Artificial intelligence has broken through a sound barrier. Researchers from Massachusetts Institute of Technology have developed an AI system that “watches” a silent video clip and generates a sound so convincing that most human viewers cannot tell whether it is computer-generated.
The MIT Computer Science and Artificial Intelligence Lab says its “deep learning algorithm” is the first to pass a “Turing test for sound” — making noises indistinguishable from the real thing.
The Visually Indicated Sounds system, Vis, was trained to analyse the sounds made when a stick hits, scrapes or prods a huge variety of objects, soft and hard, from leaves and water to soil and steel.

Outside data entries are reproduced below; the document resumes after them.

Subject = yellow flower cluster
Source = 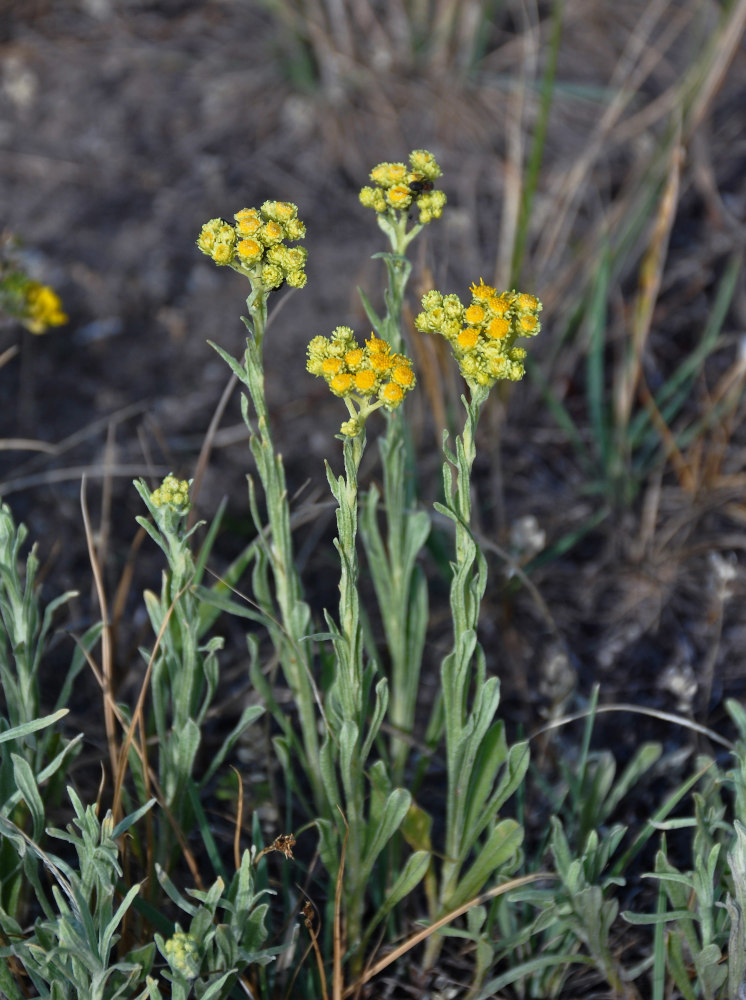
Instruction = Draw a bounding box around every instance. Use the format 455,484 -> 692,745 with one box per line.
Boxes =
360,149 -> 446,224
197,201 -> 308,290
22,281 -> 67,333
164,931 -> 202,979
414,279 -> 542,388
150,475 -> 190,513
306,326 -> 416,437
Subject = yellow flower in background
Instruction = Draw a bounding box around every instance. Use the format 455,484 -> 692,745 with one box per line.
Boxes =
360,149 -> 446,225
21,281 -> 68,333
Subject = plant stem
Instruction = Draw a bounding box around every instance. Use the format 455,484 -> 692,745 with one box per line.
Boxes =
237,286 -> 327,813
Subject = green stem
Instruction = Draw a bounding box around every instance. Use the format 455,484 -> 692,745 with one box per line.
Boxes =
425,386 -> 488,967
238,285 -> 320,813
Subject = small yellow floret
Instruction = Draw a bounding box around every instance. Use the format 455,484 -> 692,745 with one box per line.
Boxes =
238,208 -> 262,236
329,372 -> 352,396
355,368 -> 378,396
365,334 -> 390,354
368,351 -> 394,374
484,316 -> 510,340
236,239 -> 264,264
345,347 -> 365,371
321,358 -> 344,376
386,184 -> 412,208
487,295 -> 510,316
469,278 -> 495,299
456,326 -> 479,351
464,302 -> 486,326
259,219 -> 285,246
391,364 -> 414,389
378,382 -> 404,409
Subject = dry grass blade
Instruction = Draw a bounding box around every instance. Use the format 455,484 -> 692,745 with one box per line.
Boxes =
615,125 -> 684,427
80,476 -> 119,780
529,702 -> 734,752
343,872 -> 557,997
686,0 -> 746,136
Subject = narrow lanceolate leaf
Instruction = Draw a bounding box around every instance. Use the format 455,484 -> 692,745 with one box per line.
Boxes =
362,788 -> 412,877
0,708 -> 69,743
444,819 -> 523,909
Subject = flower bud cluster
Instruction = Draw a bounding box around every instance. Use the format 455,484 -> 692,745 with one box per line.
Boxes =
414,279 -> 542,388
306,326 -> 416,437
197,201 -> 308,290
164,931 -> 202,980
150,475 -> 191,513
360,149 -> 446,224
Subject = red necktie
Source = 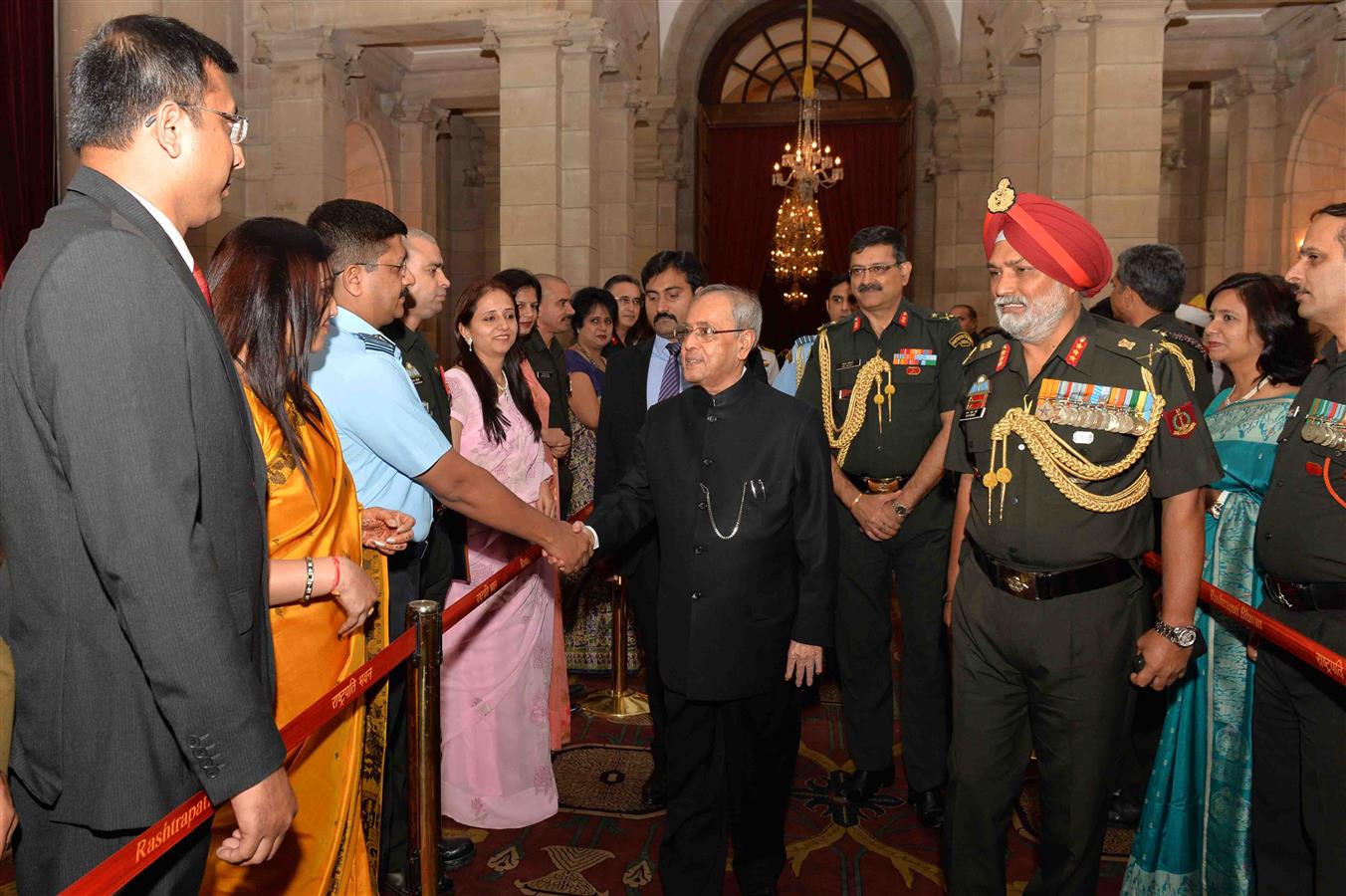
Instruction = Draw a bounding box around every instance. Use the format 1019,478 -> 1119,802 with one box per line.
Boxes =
191,264 -> 215,311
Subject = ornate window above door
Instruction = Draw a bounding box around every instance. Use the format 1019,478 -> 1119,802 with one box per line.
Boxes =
719,16 -> 892,103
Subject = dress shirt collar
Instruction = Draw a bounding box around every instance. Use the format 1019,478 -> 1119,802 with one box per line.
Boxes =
117,183 -> 196,271
692,367 -> 755,407
336,306 -> 393,343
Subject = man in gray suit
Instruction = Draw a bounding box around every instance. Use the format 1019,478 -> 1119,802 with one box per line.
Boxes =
0,16 -> 296,893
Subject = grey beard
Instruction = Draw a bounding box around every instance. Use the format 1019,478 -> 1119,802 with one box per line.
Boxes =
996,284 -> 1068,341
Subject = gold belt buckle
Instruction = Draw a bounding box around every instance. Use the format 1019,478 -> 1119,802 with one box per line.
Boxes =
864,476 -> 902,495
1001,570 -> 1037,600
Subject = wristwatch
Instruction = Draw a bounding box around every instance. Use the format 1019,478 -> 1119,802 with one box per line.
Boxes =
1155,619 -> 1197,650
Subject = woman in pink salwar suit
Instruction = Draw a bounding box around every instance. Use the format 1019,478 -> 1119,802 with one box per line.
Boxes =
440,281 -> 558,828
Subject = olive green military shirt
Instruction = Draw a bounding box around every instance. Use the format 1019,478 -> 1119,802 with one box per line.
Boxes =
379,321 -> 454,443
1257,340 -> 1346,583
1140,311 -> 1216,414
524,325 -> 570,433
794,299 -> 973,478
945,314 -> 1221,571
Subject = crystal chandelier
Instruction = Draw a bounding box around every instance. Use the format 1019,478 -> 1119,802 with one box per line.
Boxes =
772,0 -> 842,306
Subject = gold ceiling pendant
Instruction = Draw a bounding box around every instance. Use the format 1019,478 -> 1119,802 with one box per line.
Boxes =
772,0 -> 844,306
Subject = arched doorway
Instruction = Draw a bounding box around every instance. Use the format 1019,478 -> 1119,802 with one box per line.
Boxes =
345,121 -> 393,208
1281,88 -> 1346,263
696,0 -> 914,348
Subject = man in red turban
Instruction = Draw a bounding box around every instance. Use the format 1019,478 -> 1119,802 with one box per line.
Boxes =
944,180 -> 1221,896
982,177 -> 1112,296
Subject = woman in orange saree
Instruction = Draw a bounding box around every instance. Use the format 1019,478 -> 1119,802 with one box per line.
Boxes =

The Vis repertoire could be extended in future to many other settings, the researchers say. Future versions could, for example, produce more realistic sound effects for film and television than traditional methods such as dropping salt on aluminium foil to imitate rainfall.

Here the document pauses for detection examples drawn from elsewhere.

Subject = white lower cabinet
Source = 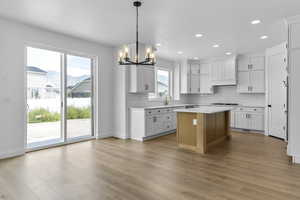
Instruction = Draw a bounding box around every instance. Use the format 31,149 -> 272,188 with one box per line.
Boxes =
130,106 -> 184,141
231,107 -> 264,131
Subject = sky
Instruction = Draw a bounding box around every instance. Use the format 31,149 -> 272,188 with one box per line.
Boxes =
27,47 -> 91,77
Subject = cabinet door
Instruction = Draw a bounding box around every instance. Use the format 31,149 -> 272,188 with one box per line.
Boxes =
235,112 -> 249,129
248,113 -> 264,131
250,70 -> 265,93
200,63 -> 210,74
152,115 -> 163,134
146,116 -> 154,136
238,56 -> 250,71
140,68 -> 155,93
230,111 -> 235,128
200,74 -> 213,94
191,64 -> 200,75
237,71 -> 250,93
211,62 -> 220,81
222,58 -> 236,82
191,75 -> 200,94
250,56 -> 265,70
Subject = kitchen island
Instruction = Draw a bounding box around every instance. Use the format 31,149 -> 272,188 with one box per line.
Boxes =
175,106 -> 233,154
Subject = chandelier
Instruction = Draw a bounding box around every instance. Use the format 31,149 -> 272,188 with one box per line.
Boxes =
119,1 -> 156,66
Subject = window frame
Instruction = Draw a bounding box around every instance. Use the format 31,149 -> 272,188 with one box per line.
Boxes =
148,66 -> 174,101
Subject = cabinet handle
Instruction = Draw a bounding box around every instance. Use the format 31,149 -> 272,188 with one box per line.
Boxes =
145,84 -> 149,90
153,117 -> 157,122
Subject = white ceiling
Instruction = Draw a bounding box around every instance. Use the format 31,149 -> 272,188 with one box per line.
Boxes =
0,0 -> 300,58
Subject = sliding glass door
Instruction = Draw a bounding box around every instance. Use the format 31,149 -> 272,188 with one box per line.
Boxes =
66,55 -> 93,139
26,47 -> 63,146
26,47 -> 94,148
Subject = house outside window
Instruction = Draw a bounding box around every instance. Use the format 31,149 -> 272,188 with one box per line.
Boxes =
149,67 -> 173,99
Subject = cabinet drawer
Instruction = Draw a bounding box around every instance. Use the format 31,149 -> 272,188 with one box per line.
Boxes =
234,107 -> 265,112
153,109 -> 165,115
163,113 -> 173,122
146,110 -> 154,116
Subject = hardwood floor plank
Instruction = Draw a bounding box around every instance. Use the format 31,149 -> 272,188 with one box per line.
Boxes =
0,133 -> 300,200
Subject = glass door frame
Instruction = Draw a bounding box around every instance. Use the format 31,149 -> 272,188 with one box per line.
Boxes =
61,52 -> 95,142
24,43 -> 98,152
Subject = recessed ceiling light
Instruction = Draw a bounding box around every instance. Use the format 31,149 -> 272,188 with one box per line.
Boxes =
260,35 -> 268,40
251,19 -> 261,25
195,33 -> 203,38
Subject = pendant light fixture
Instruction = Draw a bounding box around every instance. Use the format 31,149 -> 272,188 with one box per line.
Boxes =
119,1 -> 156,66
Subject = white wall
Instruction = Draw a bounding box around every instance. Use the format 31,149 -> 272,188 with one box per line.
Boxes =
287,16 -> 300,163
188,86 -> 265,106
0,18 -> 114,158
113,48 -> 186,139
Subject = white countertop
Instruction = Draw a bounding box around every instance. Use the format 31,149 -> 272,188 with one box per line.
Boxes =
174,106 -> 234,114
130,104 -> 265,110
131,104 -> 198,109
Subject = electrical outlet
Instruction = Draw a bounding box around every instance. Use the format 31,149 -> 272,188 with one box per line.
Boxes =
193,119 -> 198,126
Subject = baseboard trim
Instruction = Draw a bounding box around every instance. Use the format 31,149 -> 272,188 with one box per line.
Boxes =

A more significant application may be to help robots understand objects’ physical properties and interact better with their surroundings, says Andrew Owens, leader of the project which will be presented later this month at the annual Computer Vision and Pattern Recognition conference in Las Vegas.

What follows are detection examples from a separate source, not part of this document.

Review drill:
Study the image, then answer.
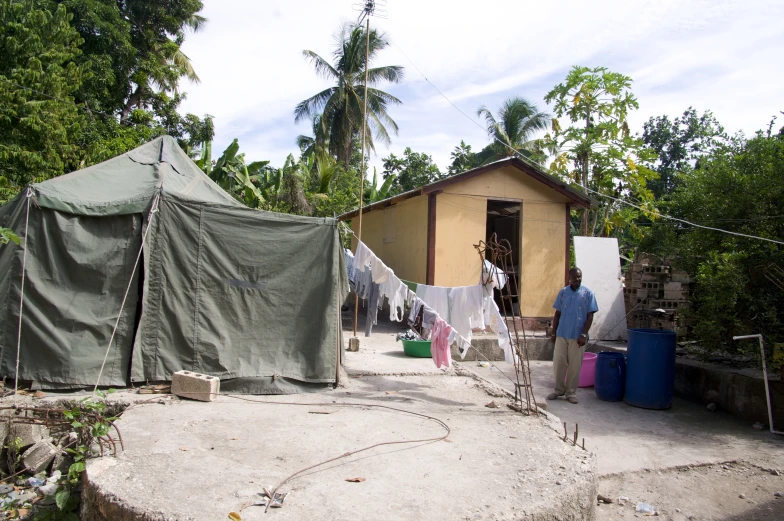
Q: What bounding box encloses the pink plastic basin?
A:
[564,353,599,387]
[577,353,599,387]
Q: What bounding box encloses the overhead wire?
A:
[393,44,784,244]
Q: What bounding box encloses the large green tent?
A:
[0,136,348,388]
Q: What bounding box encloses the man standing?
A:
[547,268,599,403]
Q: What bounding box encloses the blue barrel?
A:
[624,329,675,409]
[593,351,626,402]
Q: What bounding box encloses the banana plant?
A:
[208,138,269,208]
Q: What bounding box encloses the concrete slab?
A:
[82,376,596,521]
[460,361,784,476]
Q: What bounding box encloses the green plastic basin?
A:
[400,339,433,358]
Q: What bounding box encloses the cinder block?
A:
[22,439,57,474]
[52,448,73,474]
[171,371,220,402]
[662,290,689,300]
[8,423,49,448]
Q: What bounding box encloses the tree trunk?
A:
[580,152,591,237]
[120,85,142,121]
[580,114,593,236]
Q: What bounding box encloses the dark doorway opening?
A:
[486,199,522,316]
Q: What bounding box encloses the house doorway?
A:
[485,199,522,316]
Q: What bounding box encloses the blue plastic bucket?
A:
[593,351,626,402]
[624,329,675,409]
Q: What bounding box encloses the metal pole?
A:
[732,334,784,434]
[354,16,370,338]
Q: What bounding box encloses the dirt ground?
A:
[596,462,784,521]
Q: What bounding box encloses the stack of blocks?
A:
[623,253,691,336]
[171,371,220,402]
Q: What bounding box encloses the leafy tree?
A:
[476,97,551,162]
[0,0,85,187]
[381,147,444,195]
[642,107,728,199]
[364,168,397,204]
[447,140,480,175]
[197,138,269,208]
[294,24,403,168]
[0,226,22,246]
[545,67,656,236]
[641,121,784,352]
[49,0,207,121]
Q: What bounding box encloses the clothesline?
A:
[346,238,514,367]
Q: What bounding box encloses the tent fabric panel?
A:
[131,196,199,381]
[33,155,159,215]
[134,197,347,382]
[0,206,141,385]
[33,136,244,216]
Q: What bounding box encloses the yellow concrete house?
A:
[340,158,591,318]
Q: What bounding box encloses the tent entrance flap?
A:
[0,206,142,386]
[134,196,342,383]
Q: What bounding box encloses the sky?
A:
[181,0,784,179]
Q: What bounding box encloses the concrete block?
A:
[52,449,73,474]
[22,439,57,474]
[8,423,49,448]
[171,371,220,402]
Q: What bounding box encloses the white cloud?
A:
[182,0,784,175]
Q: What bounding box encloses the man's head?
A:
[569,267,583,291]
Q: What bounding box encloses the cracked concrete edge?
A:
[599,459,781,479]
[453,362,604,468]
[452,362,558,412]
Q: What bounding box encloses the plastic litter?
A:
[27,478,46,487]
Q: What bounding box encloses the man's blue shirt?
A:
[553,286,599,339]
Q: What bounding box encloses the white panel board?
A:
[574,237,627,341]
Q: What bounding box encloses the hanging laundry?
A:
[370,255,392,284]
[343,249,357,289]
[430,317,452,367]
[365,282,381,336]
[381,273,408,322]
[354,270,373,300]
[403,286,416,308]
[416,284,450,319]
[449,284,485,342]
[354,241,375,271]
[400,279,418,293]
[422,304,440,329]
[408,299,425,326]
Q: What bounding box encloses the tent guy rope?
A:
[14,186,33,402]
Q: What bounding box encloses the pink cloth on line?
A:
[430,316,452,367]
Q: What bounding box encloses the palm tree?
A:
[294,23,403,167]
[476,97,552,161]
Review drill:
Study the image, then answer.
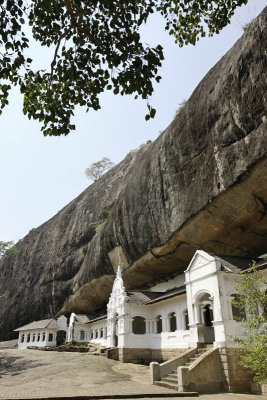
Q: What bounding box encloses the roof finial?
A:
[117,266,121,278]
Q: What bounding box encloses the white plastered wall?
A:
[18,329,56,349]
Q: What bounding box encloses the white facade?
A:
[16,315,68,349]
[15,250,267,350]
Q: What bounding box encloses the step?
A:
[154,381,178,391]
[198,349,207,355]
[166,370,177,378]
[160,376,177,385]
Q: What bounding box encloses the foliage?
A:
[233,262,267,384]
[85,157,114,181]
[0,241,17,258]
[126,140,153,157]
[242,21,252,32]
[175,99,187,116]
[100,209,110,220]
[0,0,247,136]
[82,244,88,256]
[95,221,105,233]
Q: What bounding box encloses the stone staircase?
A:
[154,344,213,391]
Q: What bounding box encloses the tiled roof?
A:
[15,318,57,332]
[75,314,90,324]
[126,286,186,304]
[147,286,186,304]
[216,256,267,272]
[75,309,107,324]
[126,290,162,304]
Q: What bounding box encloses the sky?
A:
[0,0,266,242]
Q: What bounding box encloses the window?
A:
[80,331,85,340]
[203,304,213,326]
[169,312,177,332]
[183,310,189,331]
[232,294,246,321]
[156,315,162,333]
[132,316,146,335]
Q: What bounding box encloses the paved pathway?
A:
[0,349,264,400]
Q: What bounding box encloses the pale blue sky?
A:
[0,0,266,241]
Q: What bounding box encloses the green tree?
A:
[0,0,247,135]
[85,157,114,181]
[0,240,15,258]
[232,262,267,384]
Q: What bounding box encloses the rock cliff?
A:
[0,8,267,339]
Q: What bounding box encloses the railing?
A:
[150,346,197,383]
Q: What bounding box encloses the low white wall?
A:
[18,329,56,349]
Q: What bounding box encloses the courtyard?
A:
[0,349,264,400]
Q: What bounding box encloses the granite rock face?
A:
[0,8,267,339]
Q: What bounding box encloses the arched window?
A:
[80,331,84,340]
[183,309,189,331]
[168,312,177,332]
[132,316,146,335]
[156,315,162,333]
[231,294,246,321]
[203,304,213,326]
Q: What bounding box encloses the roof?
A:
[75,314,89,324]
[216,256,267,272]
[14,318,57,332]
[126,286,186,305]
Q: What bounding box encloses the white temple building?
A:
[14,250,267,391]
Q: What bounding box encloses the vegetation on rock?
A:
[0,240,17,258]
[232,263,267,384]
[85,157,114,182]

“A robot could look at a sidewalk and instinctively know that the cement is hard and the grass is soft, and therefore know what would happen if it stepped on either of them,” he said. “Being able to predict sound is an important first step toward being able to predict the consequences of physical interactions with the world.”
The MIT team “trained” Vis by feeding in 1,000 videos including 46,000 sounds made by a drumstick hitting or moving through objects of different consistencies. Then a “deep learning” algorithm, which enables a computer to find patterns within vast quantities of data, deconstructed the sounds.
To predict a new sound from a silent film clip, Vis looks at the audio properties most likely to be associated with each video frame and knits them together into a coherent sound.
Vis can simulate the subtleties of quick and slow sounds, from staccato taps on a rock to gentle rustling through ivy. It manages low-pitched thuds against a cushion and high-pitched clicks against a railing.
To test the realism of the sounds for human listeners, the researchers carried out a survey with 400 viewers who saw video clips twice, once with the real sound and one with Vis’s version. They had to say which was real.
If Vis made sounds that were indistinguishable from reality, they would be chosen half the time. In fact it achieved a very creditable 40 per cent score.
The system is least successful when the sounds are clean and sharp, such as hitting wood or metal, and best at reproducing softer and more drawn-out sounds made by leaves or dirt. It sometimes also “hallucinates” a false hit if the stick stops just short of its target.
Mr Owens dreams now of simulating sounds where there is no clear visual clue. “From the gentle blowing of the wind to the buzzing of laptops, at any given moment there are so many ambient sounds that aren’t related to what we’re actually looking at,” he says. “What would be really exciting is to somehow simulate sound that is less directly associated to the visuals.”